Additionally, if you think there are very common use cases for each dataset (you can monitor the requests to decide that), you can create a script that runs when the docker image is started and queues the requests for each dataset.
@larjohn we have a problem when caching the result, some part of the link is uncertain. such as http://localhost:5000/outlier_detection/LOF?BABBAGE_FACT_URI=http://apps.openbudgets.eu/api/3/cubes/bonn-budget-2019__40559/facts
The "__40559" is for certain for dataset "Bonn budget 2019", or it change time by time?(in my test , it changed) If this number is random , does that mean, it is a certain format , that" two underscodes puls 5 characters"
you can find such pattern in many sample links here is another click to check "__ceed0"

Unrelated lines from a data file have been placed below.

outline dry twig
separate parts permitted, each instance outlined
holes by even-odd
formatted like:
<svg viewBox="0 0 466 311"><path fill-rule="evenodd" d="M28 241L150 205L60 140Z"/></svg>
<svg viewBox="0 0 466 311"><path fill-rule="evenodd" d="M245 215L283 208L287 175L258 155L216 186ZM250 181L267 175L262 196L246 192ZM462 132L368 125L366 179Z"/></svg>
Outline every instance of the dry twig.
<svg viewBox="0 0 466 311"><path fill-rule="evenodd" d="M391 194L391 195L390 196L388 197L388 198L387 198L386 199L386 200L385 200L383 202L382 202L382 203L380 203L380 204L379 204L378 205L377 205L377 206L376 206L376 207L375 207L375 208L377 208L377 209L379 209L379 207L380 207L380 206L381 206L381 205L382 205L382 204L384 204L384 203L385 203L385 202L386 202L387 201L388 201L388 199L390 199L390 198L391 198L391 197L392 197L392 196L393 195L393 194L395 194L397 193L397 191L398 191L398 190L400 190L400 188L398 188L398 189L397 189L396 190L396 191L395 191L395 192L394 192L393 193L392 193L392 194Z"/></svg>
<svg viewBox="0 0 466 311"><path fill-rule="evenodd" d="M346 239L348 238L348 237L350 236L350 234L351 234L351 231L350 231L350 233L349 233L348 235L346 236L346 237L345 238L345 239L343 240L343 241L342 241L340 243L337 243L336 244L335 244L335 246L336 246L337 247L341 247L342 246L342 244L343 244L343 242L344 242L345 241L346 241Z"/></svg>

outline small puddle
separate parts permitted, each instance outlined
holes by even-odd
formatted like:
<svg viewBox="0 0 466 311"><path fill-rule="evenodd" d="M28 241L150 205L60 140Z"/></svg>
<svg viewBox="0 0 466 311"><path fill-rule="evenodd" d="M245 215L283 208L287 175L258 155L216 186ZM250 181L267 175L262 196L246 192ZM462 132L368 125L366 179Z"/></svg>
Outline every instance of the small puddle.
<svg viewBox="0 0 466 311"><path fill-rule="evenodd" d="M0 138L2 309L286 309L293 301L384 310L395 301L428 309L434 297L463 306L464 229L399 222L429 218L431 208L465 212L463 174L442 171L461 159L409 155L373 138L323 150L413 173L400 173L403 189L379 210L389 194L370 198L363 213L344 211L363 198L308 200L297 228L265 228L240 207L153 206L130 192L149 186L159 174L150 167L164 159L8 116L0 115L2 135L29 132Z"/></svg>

@wk0206 the name is constructed as such:
You have the initial dataset URI, eg http://data.openbudgets.eu/resource/dataset/armenia-test-18-09-2017
The last part of the URI is only kept: armenia-test-18-09-2017
The whole URI is md5'd: bfab7aed4f732b7b737d754614d0b8de
The first 5 characters of step 3 are only kept: bfab7
The results from steps 2 and 4 are joined: armenia-test-18-09-2017__bfab7
@larjohn I have finished LOF and FQR caching, ae136ce0348c9aaef2335b595cdacbb2f8650280 please have test and confirm it is correct, and then I will put this method to other mining algorithm.
well done!
data-mining algorithms may encounter timeout issues. As datasets on the server are stable and do not change very often, we would like to cache data-mining results of the data-mining algorithms at our server.
please send me the data-mining results (in json file) of your developed algorithm (applied for the dataset on the sever), the json file name shall be the dataset name (or key words which are sufficient for a one-to-one mapping to a file name from Rudolf).
@vojir please inform related UEP colleagues with this issue.